This collection of eleven essays re-evaluates Edward Said?s definition of orientalism.

india Updated: Apr 11, 2006 17:55 IST

Reorienting Orientalism
Author(s): Various; Edited by Chandreyee Niyogi
Format: Hardcover
Pages: 295
Publisher: SAGE Publications
Price: Rs 580
ISBN: 0-7619-3447-2

This collection of eleven essays re-evaluates Edward Said’s definition of ‘orientalism’ widely misconstrued as being merely postcolonial and contestable. The volume emphasizes the need to move beyond the prejudice and stereotyping tied to the context of colonial exploitation. It challenges the assumption that oriental studies only served to segregate cultures and undermine the oriental peoples’ capacity for self-formation.


This book shows how cultures can generate studies of themselves on their own and that the impetus for such work was clearly noticeable at least in Indian cultural scholarship during the colonial period. The contributors bring to light the orientals’ ordering of themselves and expose the fallacy that western imperialist discourse defined and described us. In the process, they draw upon Said`s distinction between ‘oriental studies’ and ‘orientalism’.

Overall, this volume is a plea for reading Said all over again. It shows how best this can be done by offering a variety of readings and texts and events of our cultural past, either in dialogue with the West or just being themselves in their oriental locations. Either way, it calls for a reorientation.

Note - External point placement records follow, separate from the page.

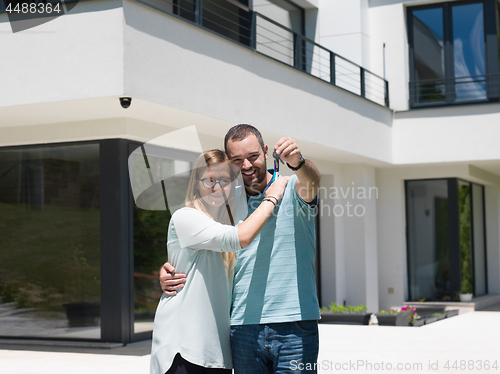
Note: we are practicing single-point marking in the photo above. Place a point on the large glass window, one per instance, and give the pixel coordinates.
(150, 224)
(445, 239)
(450, 60)
(50, 241)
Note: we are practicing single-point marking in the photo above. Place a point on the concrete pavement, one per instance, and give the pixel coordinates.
(468, 343)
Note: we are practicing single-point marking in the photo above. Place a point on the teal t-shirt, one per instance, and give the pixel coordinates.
(274, 277)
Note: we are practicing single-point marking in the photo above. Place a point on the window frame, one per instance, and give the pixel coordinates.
(491, 53)
(453, 234)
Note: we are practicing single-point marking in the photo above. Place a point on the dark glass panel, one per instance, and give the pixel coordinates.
(227, 19)
(150, 227)
(50, 247)
(428, 48)
(428, 240)
(468, 52)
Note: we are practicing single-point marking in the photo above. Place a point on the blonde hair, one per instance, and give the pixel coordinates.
(194, 199)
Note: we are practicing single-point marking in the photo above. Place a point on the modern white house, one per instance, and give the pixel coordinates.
(396, 102)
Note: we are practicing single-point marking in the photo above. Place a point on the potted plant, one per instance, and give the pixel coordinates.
(354, 315)
(465, 294)
(395, 317)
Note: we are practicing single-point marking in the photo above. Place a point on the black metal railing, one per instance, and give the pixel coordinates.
(459, 90)
(235, 21)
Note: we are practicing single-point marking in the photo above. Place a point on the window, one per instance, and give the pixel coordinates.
(453, 53)
(150, 224)
(50, 282)
(445, 239)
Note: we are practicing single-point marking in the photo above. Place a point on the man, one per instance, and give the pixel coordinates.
(275, 308)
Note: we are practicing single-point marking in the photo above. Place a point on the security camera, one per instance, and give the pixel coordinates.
(125, 102)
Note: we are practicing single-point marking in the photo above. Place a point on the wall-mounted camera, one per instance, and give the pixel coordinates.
(125, 102)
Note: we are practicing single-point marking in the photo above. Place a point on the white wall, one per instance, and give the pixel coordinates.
(344, 29)
(450, 134)
(172, 63)
(76, 56)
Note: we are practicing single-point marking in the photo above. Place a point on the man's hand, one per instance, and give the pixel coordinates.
(288, 150)
(308, 176)
(170, 280)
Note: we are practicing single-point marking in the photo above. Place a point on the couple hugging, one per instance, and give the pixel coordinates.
(240, 291)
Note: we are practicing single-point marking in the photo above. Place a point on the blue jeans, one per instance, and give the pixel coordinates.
(290, 347)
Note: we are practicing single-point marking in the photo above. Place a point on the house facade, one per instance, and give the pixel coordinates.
(396, 102)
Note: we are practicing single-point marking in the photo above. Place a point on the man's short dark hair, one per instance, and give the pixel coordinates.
(240, 132)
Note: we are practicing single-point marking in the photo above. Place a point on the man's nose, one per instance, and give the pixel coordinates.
(246, 164)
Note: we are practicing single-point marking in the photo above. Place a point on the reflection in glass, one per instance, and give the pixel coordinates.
(50, 247)
(428, 243)
(428, 47)
(151, 224)
(464, 203)
(468, 51)
(273, 40)
(479, 240)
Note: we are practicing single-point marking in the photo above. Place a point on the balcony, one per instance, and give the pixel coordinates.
(234, 21)
(454, 91)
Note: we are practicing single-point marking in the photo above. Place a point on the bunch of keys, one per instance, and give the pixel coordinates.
(277, 161)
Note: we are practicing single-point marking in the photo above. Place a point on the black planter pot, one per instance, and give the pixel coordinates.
(451, 313)
(418, 322)
(429, 310)
(346, 318)
(441, 316)
(81, 314)
(400, 319)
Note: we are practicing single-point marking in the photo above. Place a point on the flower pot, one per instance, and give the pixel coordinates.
(441, 316)
(345, 318)
(418, 322)
(465, 297)
(451, 313)
(400, 319)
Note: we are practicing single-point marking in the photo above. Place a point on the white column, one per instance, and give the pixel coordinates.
(359, 215)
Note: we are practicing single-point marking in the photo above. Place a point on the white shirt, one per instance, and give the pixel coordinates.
(195, 322)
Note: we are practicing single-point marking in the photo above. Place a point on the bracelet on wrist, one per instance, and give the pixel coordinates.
(270, 200)
(272, 197)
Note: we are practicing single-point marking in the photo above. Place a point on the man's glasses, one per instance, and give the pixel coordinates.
(210, 183)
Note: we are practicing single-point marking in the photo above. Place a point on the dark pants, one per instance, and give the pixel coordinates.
(181, 366)
(280, 348)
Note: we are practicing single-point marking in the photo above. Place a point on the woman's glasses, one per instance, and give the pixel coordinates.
(210, 183)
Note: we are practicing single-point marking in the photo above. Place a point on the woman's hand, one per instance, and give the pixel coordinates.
(277, 188)
(171, 281)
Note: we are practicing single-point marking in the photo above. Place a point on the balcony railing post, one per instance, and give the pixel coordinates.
(297, 51)
(362, 82)
(253, 30)
(198, 12)
(332, 68)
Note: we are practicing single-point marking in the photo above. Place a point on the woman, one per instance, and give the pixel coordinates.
(191, 330)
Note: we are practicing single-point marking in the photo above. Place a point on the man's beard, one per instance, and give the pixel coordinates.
(260, 175)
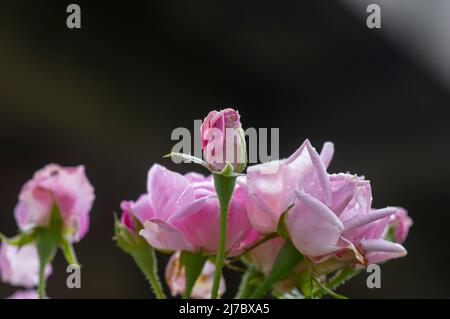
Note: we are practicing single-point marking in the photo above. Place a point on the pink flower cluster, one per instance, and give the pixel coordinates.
(327, 216)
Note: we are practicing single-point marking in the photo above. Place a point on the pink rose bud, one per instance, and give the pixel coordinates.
(348, 228)
(127, 218)
(175, 278)
(182, 213)
(25, 294)
(68, 188)
(19, 266)
(223, 140)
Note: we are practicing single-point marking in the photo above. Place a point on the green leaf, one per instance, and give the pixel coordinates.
(287, 259)
(328, 290)
(339, 278)
(188, 158)
(193, 265)
(145, 258)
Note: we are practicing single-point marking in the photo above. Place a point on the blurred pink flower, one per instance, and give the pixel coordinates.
(182, 213)
(175, 278)
(223, 140)
(19, 266)
(68, 187)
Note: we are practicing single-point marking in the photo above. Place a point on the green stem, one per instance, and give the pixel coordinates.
(41, 285)
(224, 188)
(145, 258)
(249, 283)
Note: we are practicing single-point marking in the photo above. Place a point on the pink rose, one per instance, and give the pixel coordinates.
(223, 140)
(175, 278)
(19, 266)
(68, 188)
(182, 213)
(271, 186)
(329, 215)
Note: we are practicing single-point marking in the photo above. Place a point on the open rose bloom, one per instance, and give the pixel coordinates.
(327, 215)
(175, 278)
(181, 212)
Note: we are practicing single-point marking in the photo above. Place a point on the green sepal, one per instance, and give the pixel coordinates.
(193, 265)
(287, 259)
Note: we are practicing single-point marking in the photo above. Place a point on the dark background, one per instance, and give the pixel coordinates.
(109, 95)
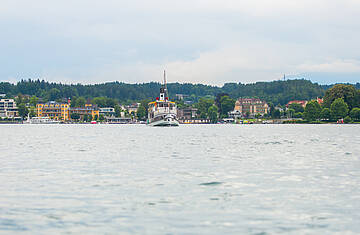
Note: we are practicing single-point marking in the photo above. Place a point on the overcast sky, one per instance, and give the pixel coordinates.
(197, 41)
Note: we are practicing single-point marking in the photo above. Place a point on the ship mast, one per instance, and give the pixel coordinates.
(166, 94)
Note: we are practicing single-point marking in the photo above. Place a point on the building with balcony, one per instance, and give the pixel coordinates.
(89, 109)
(186, 113)
(8, 108)
(251, 106)
(107, 111)
(53, 110)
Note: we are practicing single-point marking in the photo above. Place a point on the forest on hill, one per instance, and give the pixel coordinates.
(276, 92)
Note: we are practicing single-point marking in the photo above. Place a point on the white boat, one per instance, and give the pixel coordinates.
(162, 111)
(42, 120)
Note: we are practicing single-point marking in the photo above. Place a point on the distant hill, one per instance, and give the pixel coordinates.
(277, 92)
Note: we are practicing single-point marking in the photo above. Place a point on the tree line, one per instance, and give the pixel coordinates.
(276, 92)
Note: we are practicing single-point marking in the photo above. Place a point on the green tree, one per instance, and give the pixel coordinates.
(312, 111)
(213, 113)
(298, 115)
(339, 109)
(23, 110)
(297, 107)
(325, 114)
(141, 113)
(355, 114)
(347, 92)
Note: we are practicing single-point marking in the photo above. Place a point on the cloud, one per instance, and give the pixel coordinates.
(337, 66)
(207, 41)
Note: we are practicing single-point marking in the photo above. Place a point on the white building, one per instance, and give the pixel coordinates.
(8, 108)
(108, 111)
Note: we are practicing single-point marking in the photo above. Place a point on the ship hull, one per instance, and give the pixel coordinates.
(167, 121)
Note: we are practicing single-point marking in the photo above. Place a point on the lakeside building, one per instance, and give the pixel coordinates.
(186, 113)
(118, 120)
(8, 108)
(195, 121)
(319, 100)
(108, 111)
(132, 108)
(301, 102)
(89, 109)
(53, 110)
(251, 106)
(181, 96)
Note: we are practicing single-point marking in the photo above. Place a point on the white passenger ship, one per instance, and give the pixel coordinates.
(162, 112)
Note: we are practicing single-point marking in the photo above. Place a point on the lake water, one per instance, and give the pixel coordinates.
(192, 179)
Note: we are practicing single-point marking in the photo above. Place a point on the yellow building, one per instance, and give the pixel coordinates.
(54, 110)
(251, 106)
(89, 109)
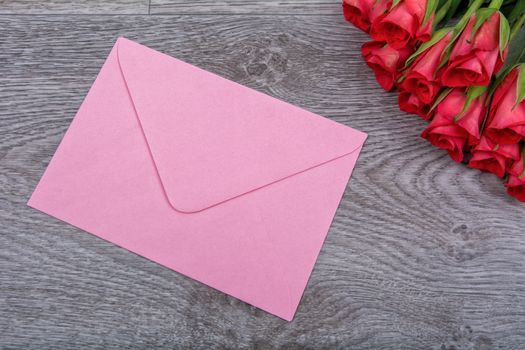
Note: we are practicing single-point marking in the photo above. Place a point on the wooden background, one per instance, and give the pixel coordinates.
(423, 253)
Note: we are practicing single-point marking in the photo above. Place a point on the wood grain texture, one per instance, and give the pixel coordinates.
(275, 7)
(74, 7)
(423, 253)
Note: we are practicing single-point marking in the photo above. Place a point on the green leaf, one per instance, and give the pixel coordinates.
(482, 15)
(499, 78)
(516, 49)
(454, 5)
(517, 11)
(438, 35)
(440, 98)
(430, 9)
(504, 34)
(458, 29)
(473, 93)
(520, 89)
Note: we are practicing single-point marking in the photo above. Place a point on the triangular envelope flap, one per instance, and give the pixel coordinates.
(212, 139)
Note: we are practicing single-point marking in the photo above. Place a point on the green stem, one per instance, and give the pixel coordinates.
(476, 4)
(496, 4)
(442, 12)
(516, 27)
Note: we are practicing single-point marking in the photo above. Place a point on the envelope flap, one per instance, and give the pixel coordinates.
(212, 139)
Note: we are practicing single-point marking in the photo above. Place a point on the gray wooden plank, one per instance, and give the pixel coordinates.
(255, 7)
(422, 254)
(74, 7)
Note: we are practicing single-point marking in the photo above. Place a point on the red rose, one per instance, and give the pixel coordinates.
(507, 122)
(473, 61)
(384, 61)
(421, 78)
(410, 103)
(454, 136)
(492, 157)
(516, 183)
(357, 12)
(403, 24)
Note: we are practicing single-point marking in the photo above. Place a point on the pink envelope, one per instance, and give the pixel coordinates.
(214, 180)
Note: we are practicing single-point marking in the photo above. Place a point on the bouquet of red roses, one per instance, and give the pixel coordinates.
(460, 65)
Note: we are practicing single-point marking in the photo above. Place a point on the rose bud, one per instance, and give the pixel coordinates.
(410, 103)
(403, 24)
(456, 123)
(507, 110)
(357, 12)
(516, 182)
(384, 61)
(420, 78)
(476, 57)
(492, 157)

Its successful effort in that direction makes this volume of considerable interest and significance to students and scholars of literature, history, sociology and culture studies.

Excerpt from Ananya Jahanara Kabir's essay "'Oriental Gothic': The Medieval Past in the Colonial Encounter":

This essay is part of a wider project on what I term 'imperial medievalism'. I use 'imperial medievalism' as shorthand for the relationship between medievalism and British colonial and imperial interests, especially in India. 'Medievalism' signals the construction of the Middle Ages as a distinct period within European civilization and history, a period demarcated from classical antiquity on the one hand, and modernity on the other. Medievalism can serve a variety of subtle and not-so-subtle ideological and affective purposes - take for instance the Harry Potter books and films. In the films, especially, a counter-Reformationist's fascination with 'medieval' magic and witchery interact with resurrected memories of post-war children's literature to evoke and evade the realities of contemporary Britain. The Harry Potter phenomenon usefully illustrates how medievalism continues to work today, in order to discursive reproduce the Middle Ages as 'a historical entity capable of offering meaningful and even satisfying intellectual, aesthetic, political and religious images to subsequent societies' (Chandler 1998: 173).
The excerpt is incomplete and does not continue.